Medicaid expansion is exciting for Goldsboro Pediatrics because it is probably the largest pediatric practice in North Carolina and has been closely integrated in the community and the hospital, the health department, public schools and other agencies, Tayloe said.
“We also work closely with the administration of Governor Cooper in Raleigh and with the Community Care of North Carolina staff and infrastructure folks to put together what we think is the best Medicaid plan in the county.”
Tayloe said that in his travels to other states, others could not believe how good the Medicaid program is in North Carolina.
That is before the legislature made the move to commercial managed care, he said.

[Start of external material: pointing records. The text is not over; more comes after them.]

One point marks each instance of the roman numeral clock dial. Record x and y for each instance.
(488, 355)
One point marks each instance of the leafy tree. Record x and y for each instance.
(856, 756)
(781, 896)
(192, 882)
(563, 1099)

“So it is going to be a huge challenge to keep what we have going, but I think we can do it. But Medicaid expansion is such a vital part of that so that the parents of our patients have insurance. Those parents are healthier.
“The ones who need mental health, substance abuse treatment can get it, and we can hopefully improve a lot of the outcomes in our rural county.”
The lack of Medicaid expansion is a “chink” in the health care infrastructure, since the Affordable Care Act made it so very smart to expand Medicaid, Tayloe said.
“What you do if you don’t expand Medicaid is you really disadvantage those people under 100 percent of poverty who can’t get the subsidies to get private insurance and they don’t qualify for Medicaid. So they are basically uninsured unless they pay cash.”